Please test the solubility of all compounds indoor, and the actual solubility may slightly differ with the theoretical value. This is caused by an experimental system error and it is normal.

PF-3845 is a highly potent and selective inhibitor of fatty acid amide hydrolase (FAAH) with Ki value of 0.23μM [1].
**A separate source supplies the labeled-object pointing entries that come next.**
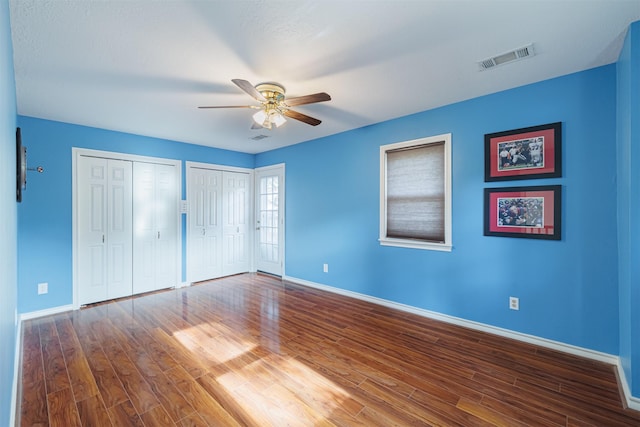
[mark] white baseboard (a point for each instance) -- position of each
(47, 312)
(631, 401)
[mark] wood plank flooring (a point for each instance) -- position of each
(250, 350)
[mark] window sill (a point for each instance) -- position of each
(416, 244)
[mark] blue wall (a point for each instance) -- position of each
(628, 166)
(8, 217)
(567, 289)
(45, 226)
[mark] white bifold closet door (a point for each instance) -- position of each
(235, 219)
(219, 214)
(104, 229)
(155, 231)
(204, 259)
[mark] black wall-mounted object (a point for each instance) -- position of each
(21, 166)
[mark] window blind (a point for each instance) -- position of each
(416, 193)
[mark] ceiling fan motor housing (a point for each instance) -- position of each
(273, 92)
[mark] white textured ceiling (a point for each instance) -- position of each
(144, 66)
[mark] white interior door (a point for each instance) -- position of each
(270, 219)
(204, 257)
(155, 211)
(235, 217)
(104, 229)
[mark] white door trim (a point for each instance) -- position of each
(75, 151)
(211, 166)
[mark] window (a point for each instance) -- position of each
(415, 193)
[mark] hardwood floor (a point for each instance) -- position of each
(250, 350)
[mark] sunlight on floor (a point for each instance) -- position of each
(281, 390)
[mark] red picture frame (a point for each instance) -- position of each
(529, 212)
(526, 153)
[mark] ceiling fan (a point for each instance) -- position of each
(273, 104)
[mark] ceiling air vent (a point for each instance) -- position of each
(514, 55)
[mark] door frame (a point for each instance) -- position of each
(212, 166)
(281, 212)
(76, 152)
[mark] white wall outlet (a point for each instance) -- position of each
(43, 288)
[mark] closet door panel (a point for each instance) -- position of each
(119, 229)
(104, 229)
(155, 233)
(204, 254)
(166, 212)
(235, 255)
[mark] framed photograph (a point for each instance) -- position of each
(529, 212)
(527, 153)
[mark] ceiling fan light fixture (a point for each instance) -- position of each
(260, 117)
(277, 119)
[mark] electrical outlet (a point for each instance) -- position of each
(43, 288)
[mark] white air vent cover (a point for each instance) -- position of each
(513, 55)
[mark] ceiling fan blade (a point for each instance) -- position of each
(248, 87)
(229, 106)
(308, 99)
(302, 117)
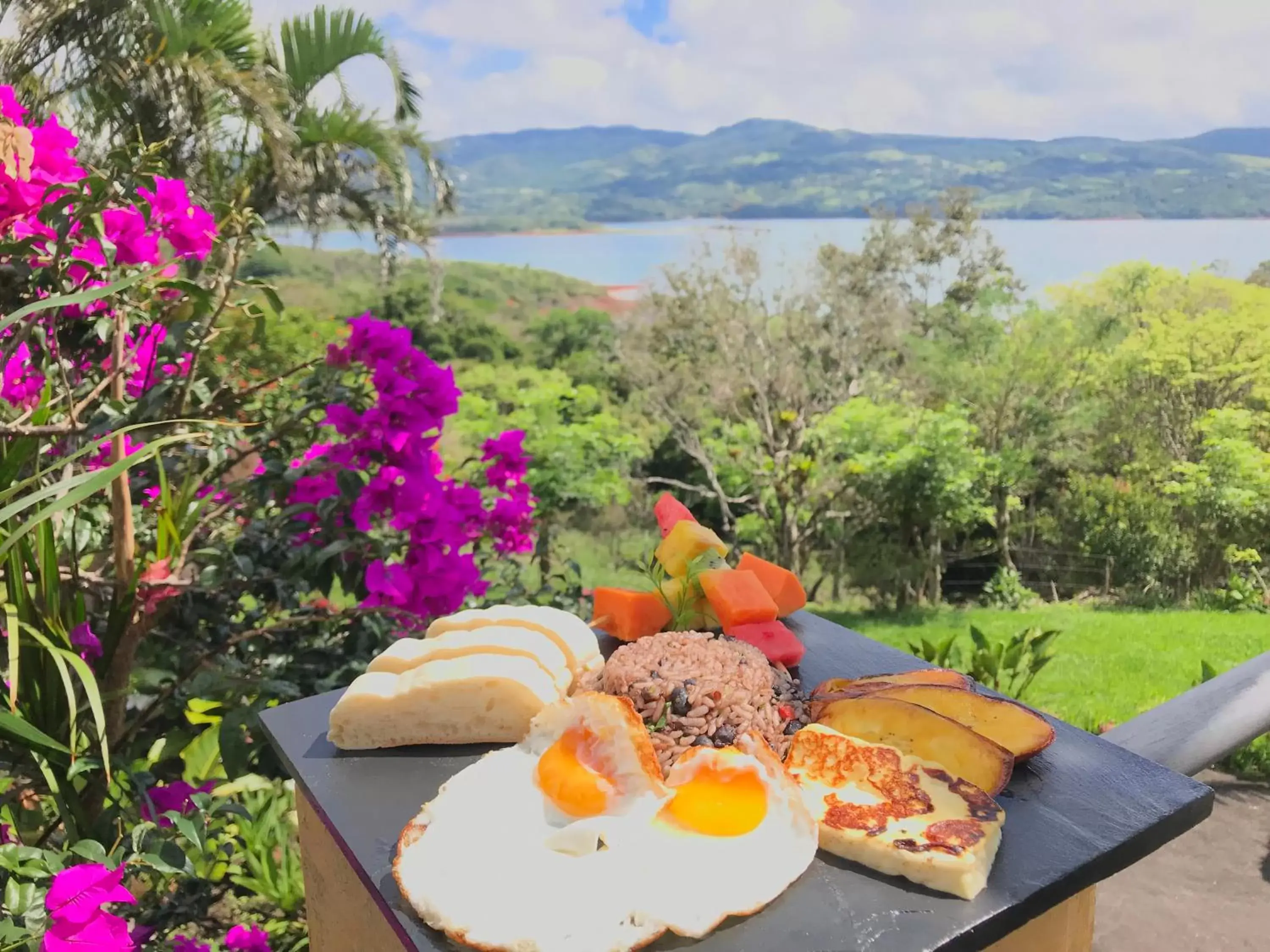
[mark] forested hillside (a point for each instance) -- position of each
(765, 169)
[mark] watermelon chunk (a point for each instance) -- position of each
(668, 512)
(776, 641)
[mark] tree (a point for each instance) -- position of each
(740, 377)
(582, 343)
(228, 108)
(912, 483)
(581, 452)
(1179, 347)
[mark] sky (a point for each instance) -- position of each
(1035, 69)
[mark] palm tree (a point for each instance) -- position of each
(235, 113)
(356, 165)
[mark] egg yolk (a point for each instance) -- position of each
(569, 775)
(719, 801)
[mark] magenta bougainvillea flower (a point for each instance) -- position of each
(394, 443)
(164, 226)
(172, 798)
(86, 641)
(77, 921)
(247, 938)
(78, 893)
(102, 933)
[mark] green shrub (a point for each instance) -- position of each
(1008, 667)
(1006, 591)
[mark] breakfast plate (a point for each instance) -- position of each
(1075, 814)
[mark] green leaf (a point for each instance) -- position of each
(18, 897)
(169, 865)
(91, 850)
(11, 616)
(192, 832)
(21, 732)
(80, 297)
(202, 756)
(140, 833)
(235, 751)
(75, 490)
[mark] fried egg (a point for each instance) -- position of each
(737, 820)
(573, 842)
(515, 851)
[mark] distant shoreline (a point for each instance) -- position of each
(719, 223)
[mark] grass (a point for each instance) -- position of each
(1110, 664)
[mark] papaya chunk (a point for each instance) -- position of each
(781, 584)
(737, 597)
(628, 615)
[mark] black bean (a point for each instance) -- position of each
(679, 702)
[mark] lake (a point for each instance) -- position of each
(1042, 252)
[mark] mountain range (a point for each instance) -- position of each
(776, 169)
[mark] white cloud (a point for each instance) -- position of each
(980, 68)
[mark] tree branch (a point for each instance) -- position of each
(699, 490)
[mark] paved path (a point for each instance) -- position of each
(1207, 891)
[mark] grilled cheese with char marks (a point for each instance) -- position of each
(897, 814)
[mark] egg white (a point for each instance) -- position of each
(707, 879)
(493, 864)
(496, 865)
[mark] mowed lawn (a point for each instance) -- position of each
(1110, 664)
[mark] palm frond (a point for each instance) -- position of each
(314, 47)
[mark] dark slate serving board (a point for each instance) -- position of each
(1076, 814)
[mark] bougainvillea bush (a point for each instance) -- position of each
(183, 545)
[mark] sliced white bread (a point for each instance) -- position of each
(473, 700)
(489, 640)
(571, 634)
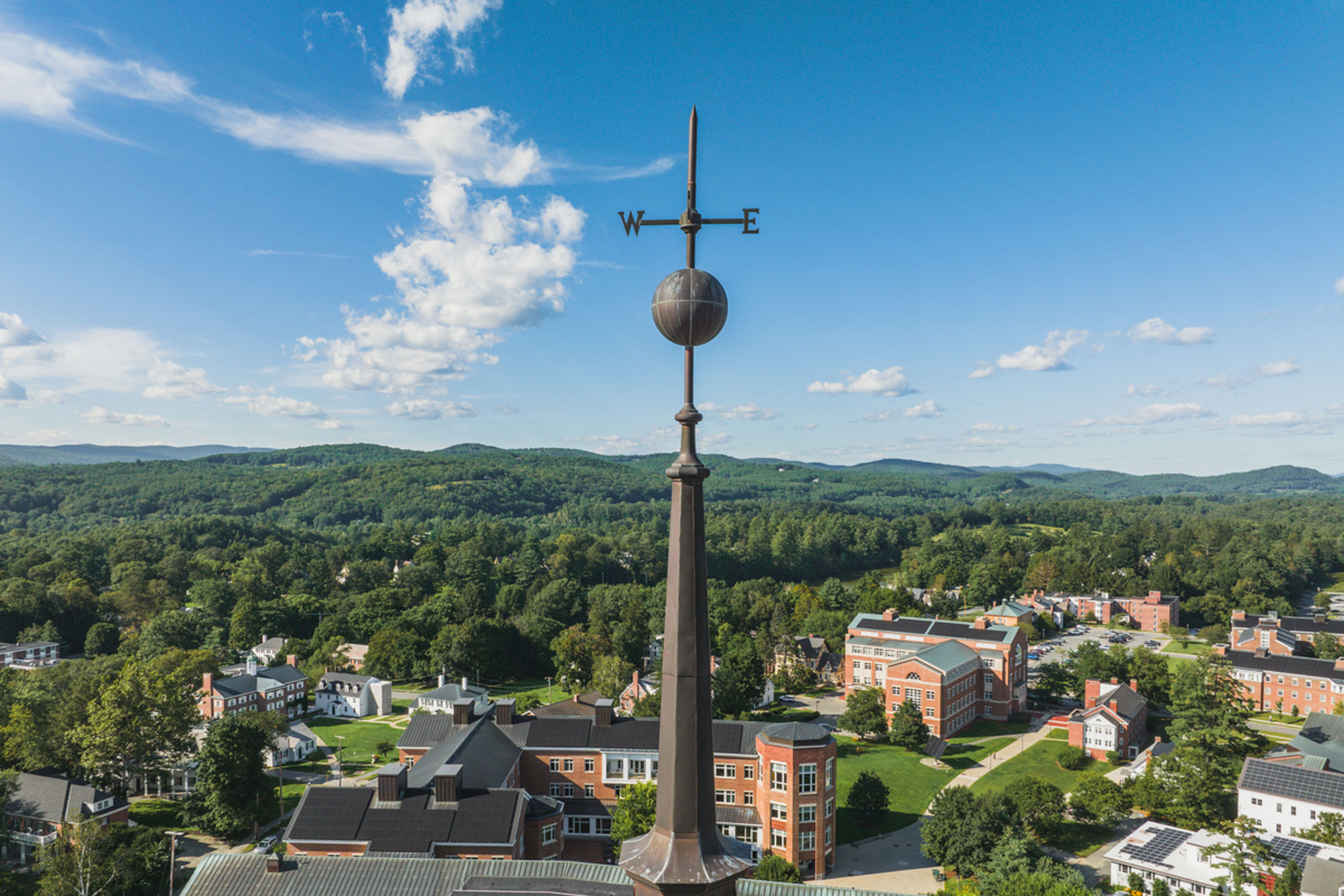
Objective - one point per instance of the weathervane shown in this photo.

PF-3845 is a biaryl ether piperidine. It inhibits FAAH by a covalent, irreversible mechanism involving carbamylating FAAH's catalytic S241 nucleophile. It is found that, administration of PF-3845 to mice results a rapid and complete inactivation of FAAH in the brain. PF-3845 is highly selective for FAAH in vivo. It shows no activity to some other serine hydrolases as well as to a FAAH homologue, FAAH2. In addition, PF-3845-treated mice shows significant elevations in brain levels of AEA, other NAEs and liver levels of AEA, PEA and OEA. Moreover, PF-3845 is found to inhibit pain responses in a rat model of inflammatory pain. It is also found to reverse LPS-induced tactile allodynia in mice. This anti-allodynic effect requires activation of both CB1 and CB2 receptors which are the target receptors of the FAAH substrates [1, 2].

References:
[1] Ahn K, Johnson DS, Mileni M, Beidler D, Long JZ, McKinney MK, Weerapana E, Sadagopan N, Liimatta M, Smith SE, Lazerwith S, Stiff C, Kamtekar S, Bhattacharya K, Zhang Y, Swaney S, Van Becelaere K, Stevens RC, Cravatt BF. Discovery and characterization of a highly selective FAAH inhibitor that reduces inflammatory pain. Chem Biol. 2009 Apr 24;16(4):411-20.
[2] Booker L, Kinsey SG, Abdullah RA, Blankman JL, Long JZ, Ezzili C, Boger DL, Cravatt BF, Lichtman AH. The fatty acid amide hydrolase (FAAH) inhibitor PF-3845 acts in the nervous system to reverse LPS-induced tactile allodynia in mice. Br J Pharmacol. 2012 Apr;165(8):2485-96.